The residents stopped their fake Oceanfuckday when they heard the first howl and without a word all went to the city hall, filing in quicker than normal, but not exactly rushing. They walked quicker because they were a little afraid but felt they could afford not to be in any real rush because even in fear they had what hope gives you, a detached, curiously optimistic feeling that everything would be alright no matter what. This time Gideon, a high-level manager at the fish plant was voted as the spokesperson and when he went to the platform he rubbed his thinning hair with pride at being the city’s choice in a time of crisis.

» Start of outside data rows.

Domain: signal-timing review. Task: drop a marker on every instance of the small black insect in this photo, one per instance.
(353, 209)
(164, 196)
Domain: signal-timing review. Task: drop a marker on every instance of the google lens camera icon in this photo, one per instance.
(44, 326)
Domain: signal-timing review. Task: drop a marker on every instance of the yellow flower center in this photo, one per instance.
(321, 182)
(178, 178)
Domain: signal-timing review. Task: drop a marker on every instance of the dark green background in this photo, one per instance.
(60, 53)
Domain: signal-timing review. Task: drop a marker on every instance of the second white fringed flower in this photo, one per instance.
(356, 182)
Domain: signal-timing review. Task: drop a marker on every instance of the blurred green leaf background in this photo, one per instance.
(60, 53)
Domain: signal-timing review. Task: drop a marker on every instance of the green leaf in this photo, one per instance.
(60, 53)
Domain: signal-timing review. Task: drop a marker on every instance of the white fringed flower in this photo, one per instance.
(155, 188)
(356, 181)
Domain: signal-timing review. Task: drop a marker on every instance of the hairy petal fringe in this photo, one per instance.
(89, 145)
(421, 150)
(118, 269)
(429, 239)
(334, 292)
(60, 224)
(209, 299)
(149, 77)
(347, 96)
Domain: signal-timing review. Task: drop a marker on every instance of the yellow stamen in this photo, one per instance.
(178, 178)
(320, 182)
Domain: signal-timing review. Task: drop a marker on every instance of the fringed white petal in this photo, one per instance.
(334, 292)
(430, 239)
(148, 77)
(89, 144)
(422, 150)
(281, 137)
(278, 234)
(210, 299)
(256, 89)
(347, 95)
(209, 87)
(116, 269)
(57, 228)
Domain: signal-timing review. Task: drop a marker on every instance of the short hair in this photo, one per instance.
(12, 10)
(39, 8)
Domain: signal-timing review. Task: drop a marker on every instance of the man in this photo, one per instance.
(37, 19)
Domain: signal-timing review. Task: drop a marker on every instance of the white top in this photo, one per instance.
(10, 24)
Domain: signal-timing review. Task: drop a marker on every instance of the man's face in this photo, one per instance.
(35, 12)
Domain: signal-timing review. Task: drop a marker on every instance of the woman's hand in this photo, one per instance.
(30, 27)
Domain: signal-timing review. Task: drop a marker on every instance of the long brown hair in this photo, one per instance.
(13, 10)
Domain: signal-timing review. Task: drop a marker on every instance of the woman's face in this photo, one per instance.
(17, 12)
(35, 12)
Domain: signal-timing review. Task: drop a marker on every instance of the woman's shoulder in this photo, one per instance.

Gideon did his obligatory speech, and if you hadn’t known how Gideon usually spoke you would never have known that he was speaking a little faster than normal. Gideon also broke city meeting usuality. He decided on how to deal with the tidal wave without submitting it to the residents as a proposal. This wasn’t because of an overreach in power though, it was in fact due to him being a part of the collective. He was a resident. He knew in his heart the solution every other resident also knew they needed to undertake. He was one of them and they of him. He was simply the ball of wool being untangled for the kittens of the city to follow. 

“We hurt the ocean. It’s angry. We didn’t thrust in it yesterday and it’s reacting badly. We need someone, a resident with a pure heart and elocution of wonder to tell the tidal wave our problems with feast supply and convince the ocean to settle down and wait and not destroy our city and us, to tell it that Oceanfuckday is happening next month.”

The words, I AGREE, flashed behind Gideon and he walked off the stage without turning his head, joining the commotion that started up as everybody tried to stand up and be the resident with a pure heart and elocution of wonder. It was universal knowledge in the city that the first person to reach the flag at the back of the hall, the flag that had the crest of the city sewn on it, a crest depicting a pigeon with a vibrant green breast being cradled by a giant hand, was to be the resident doing whatever it was a resident needed to do in situations that required a resident to do something. Everyone wanted to be the chosen resident. To have that honour was to go down in city history. Only three times before had a resident stepped up, in times of great strife, great hunger, great illness, and all three residents’ names had been memorialised, with streets and squares dotting the city named after them, their names also carved into the wooden stage in city hall that the elected spokespeople stood on.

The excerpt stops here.